What is Handling skewed joins in Apache Spark?

Apache Sparkdata~7 mins

Handling skewed joins in Apache Spark

Choose your learning style9 modes available

Learn Why Deep Visual Try Challenge Project Recall Time

Introduction

Sometimes when joining two big tables, some keys appear way more than others. This makes the join slow and uneven. Handling skewed joins helps balance the work and speed up the process.

Joining customer data where a few customers have many transactions

Combining sales data where some products are extremely popular

Merging logs where some IP addresses appear very often

Joining user activity data where a few users are very active

Syntax

Apache Spark

spark.conf.set("spark.sql.autoBroadcastJoinThreshold", -1)

# Example of salting technique
from pyspark.sql.functions import rand

# Add a random salt to the skewed key (large table)
skewed_df = df.withColumn("salt", (rand() * 10).cast("int"))

# Create salt values for small table
salts = spark.range(10).withColumnRenamed("id", "salt")

# Cross join small table with all salts
small_df = other_df.crossJoin(salts)

# Join on key and salt
joined_df = skewed_df.join(small_df, on=["key", "salt"])

Setting spark.sql.autoBroadcastJoinThreshold to -1 disables broadcast joins to force shuffle joins.

Salting adds a random number to the join key to spread out skewed keys across partitions.

Examples

This forces Spark to avoid broadcast joins which can cause skew issues.

Apache Spark

# Disable broadcast join
spark.conf.set("spark.sql.autoBroadcastJoinThreshold", -1)

This creates a new column with random integers from 0 to 9 to distribute skewed keys.

Apache Spark

# Add salt column to skewed dataframe
from pyspark.sql.functions import rand
skewed_df = df.withColumn("salt", (rand() * 10).cast("int"))
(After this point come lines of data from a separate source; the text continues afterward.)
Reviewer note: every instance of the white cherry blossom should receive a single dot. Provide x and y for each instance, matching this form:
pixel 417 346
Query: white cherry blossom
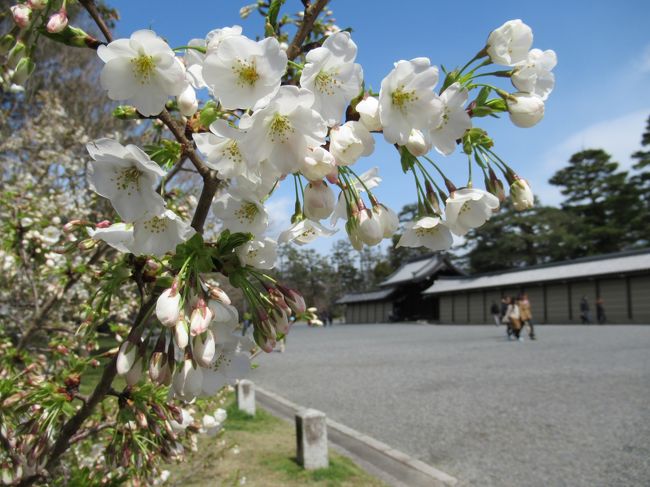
pixel 469 208
pixel 522 195
pixel 126 176
pixel 407 100
pixel 525 109
pixel 260 254
pixel 119 236
pixel 304 232
pixel 534 74
pixel 368 110
pixel 284 131
pixel 332 75
pixel 141 70
pixel 318 164
pixel 241 72
pixel 222 149
pixel 319 200
pixel 454 121
pixel 160 234
pixel 429 231
pixel 241 214
pixel 349 142
pixel 194 59
pixel 509 44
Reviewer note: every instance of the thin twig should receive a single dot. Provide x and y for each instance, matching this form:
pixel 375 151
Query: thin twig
pixel 311 13
pixel 91 8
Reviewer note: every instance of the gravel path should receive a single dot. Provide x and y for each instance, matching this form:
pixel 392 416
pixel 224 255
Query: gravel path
pixel 570 409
Replicate non-skewed rows for each possible salt and join on both key and salt to balance load without data loss.

Apache Spark

# Cross join non-skewed df with salt values
salts = spark.range(10).withColumnRenamed("id", "salt")
non_skewed_df = other_df.crossJoin(salts)

# Join on key and salt
joined_df = skewed_df.join(non_skewed_df, on=["key", "salt"])

Sample Program

This program creates a skewed dataset where key=1 appears 1000 times. It adds a salt column to spread the join load. The smaller dataframe is expanded with all salt values to match. The join is done on both key and salt to balance the work.

Apache Spark

from pyspark.sql import SparkSession
from pyspark.sql.functions import rand, expr

spark = SparkSession.builder.appName("SkewedJoinExample").getOrCreate()

# Create skewed dataframe with many rows for key=1
data1 = [(1, f"val_{i}") for i in range(1000)] + [(2, "val_1000")]

# Create smaller dataframe
data2 = [(1, "info_1"), (2, "info_2")]

# Create DataFrames
skewed_df = spark.createDataFrame(data1, ["key", "value"])
other_df = spark.createDataFrame(data2, ["key", "info"])

# Disable broadcast join to force shuffle join
spark.conf.set("spark.sql.autoBroadcastJoinThreshold", -1)

# Add salt column to skewed_df
skewed_df = skewed_df.withColumn("salt", (rand() * 10).cast("int"))

# Add salt column to other_df with fixed salt values (0 to 9) to join properly
salt_values = spark.range(10).withColumnRenamed("id", "salt")
other_df_salted = other_df.crossJoin(salt_values)

# Join on key and salt
joined_df = skewed_df.join(other_df_salted, on=["key", "salt"])

# Show count to verify join
print(f"Joined rows count: {joined_df.count()}")

spark.stop()

OutputSuccess

Important Notes

Salting works best when you know which keys are skewed.

Too many salt values increase data size and join time, so choose wisely.

Disabling broadcast join helps avoid uneven data distribution in skewed joins.

Summary

Skewed joins happen when some keys have many rows, causing slow joins.

Salting adds a random number to keys to spread data evenly across partitions.

Disabling broadcast joins can help force better join strategies for skewed data.